The C elegans Centrosome during Early Embryonic Development

Laurence Pelletier, Thomas Müller-Reichert, Martin Srayko, Nurhan Özlü, Anne-Lore Schlaitz and Anthony A. Hyman

Abbreviations y-TuRC, y-tubulin ring complexes; y-TuSC, y-tubulin small complexes; AP, anterior-posterior axis; dsRNA, double-stranded RNA; EM, electron microscope; FRAP, fluorescence recovery after photobleaching; GFP, green fluorescent protein; LR, left-right axis; MT, microtubules; MTOC, microtubule organizing center; PCM, pericentriolar material; RNAi, RNA-mediated interference; WT, wild-type

Introduction

Although more than 100 years have passed since Theodor Boveri gave the centrosome its name [1], the understanding of its structure, composition and function still remains in a state of infancy.
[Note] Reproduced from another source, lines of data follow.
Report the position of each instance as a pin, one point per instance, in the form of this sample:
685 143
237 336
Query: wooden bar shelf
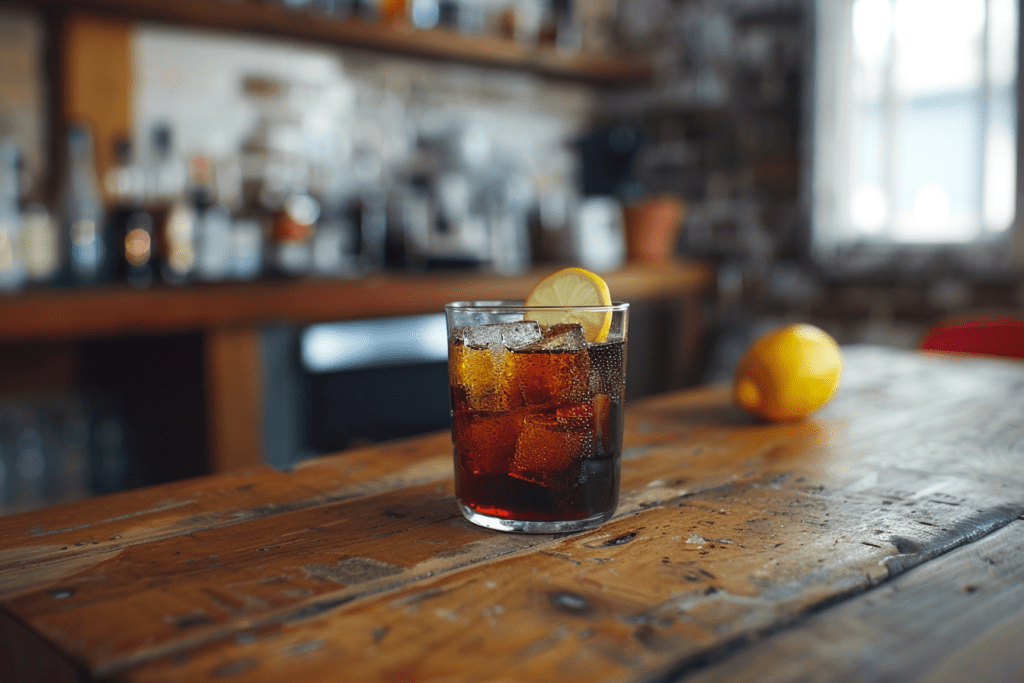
274 20
49 314
228 318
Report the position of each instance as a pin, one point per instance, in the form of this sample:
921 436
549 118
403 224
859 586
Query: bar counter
879 540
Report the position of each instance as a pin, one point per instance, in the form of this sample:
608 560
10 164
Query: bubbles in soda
537 421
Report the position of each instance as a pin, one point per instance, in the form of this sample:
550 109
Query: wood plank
115 309
729 528
272 19
235 397
956 619
97 82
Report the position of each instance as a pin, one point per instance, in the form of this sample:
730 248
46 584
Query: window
914 146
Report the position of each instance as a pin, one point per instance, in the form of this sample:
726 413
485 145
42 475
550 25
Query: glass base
521 526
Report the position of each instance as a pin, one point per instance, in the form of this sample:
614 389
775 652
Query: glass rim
516 305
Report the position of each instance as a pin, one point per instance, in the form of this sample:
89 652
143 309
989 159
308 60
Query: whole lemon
788 373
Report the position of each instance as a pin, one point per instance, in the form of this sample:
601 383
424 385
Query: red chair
988 335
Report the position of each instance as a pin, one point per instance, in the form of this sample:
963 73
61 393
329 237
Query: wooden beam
235 398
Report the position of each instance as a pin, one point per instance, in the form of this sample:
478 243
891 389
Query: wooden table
880 541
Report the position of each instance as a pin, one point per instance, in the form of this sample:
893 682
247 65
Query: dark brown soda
550 451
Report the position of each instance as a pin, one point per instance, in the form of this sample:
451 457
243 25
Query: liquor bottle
174 217
40 237
213 222
82 218
292 233
12 274
130 224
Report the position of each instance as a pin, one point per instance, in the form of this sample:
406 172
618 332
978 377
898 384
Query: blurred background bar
228 227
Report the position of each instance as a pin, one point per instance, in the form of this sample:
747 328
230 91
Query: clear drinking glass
537 415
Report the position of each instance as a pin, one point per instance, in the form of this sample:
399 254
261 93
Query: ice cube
509 335
550 451
484 442
480 378
562 337
551 378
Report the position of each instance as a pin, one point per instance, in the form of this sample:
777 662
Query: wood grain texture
956 619
731 534
111 310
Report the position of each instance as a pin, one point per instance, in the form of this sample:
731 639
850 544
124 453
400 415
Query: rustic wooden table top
881 540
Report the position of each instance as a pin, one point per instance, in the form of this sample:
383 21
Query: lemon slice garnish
572 287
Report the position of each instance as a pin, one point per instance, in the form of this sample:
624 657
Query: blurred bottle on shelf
59 447
40 243
213 222
82 215
292 235
248 218
392 12
174 217
12 271
130 224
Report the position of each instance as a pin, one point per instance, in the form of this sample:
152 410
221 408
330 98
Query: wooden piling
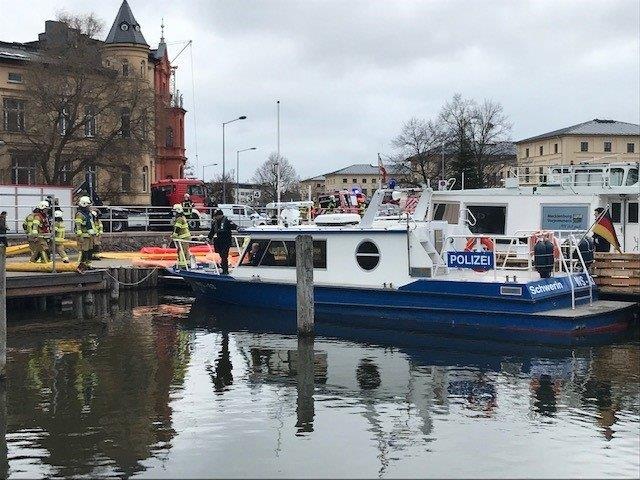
114 292
304 280
3 311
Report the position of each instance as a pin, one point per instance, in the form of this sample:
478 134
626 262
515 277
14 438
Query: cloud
348 73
This chapter will focus on recent advances made in understanding centrosome function and biogenesis using the nematode C. elegans as an experimental system. The role of the centrosome in determining the asymmetry of the early C. elegans embryo will also be discussed. We will first focus on the reasons that motivated the choice of C. elegans as a system to study centrosome function. This will be followed by a detailed description of the first cell division of the C. elegans zygote, the stage at which most of the research on the C. elegans centrosomes to date has been performed.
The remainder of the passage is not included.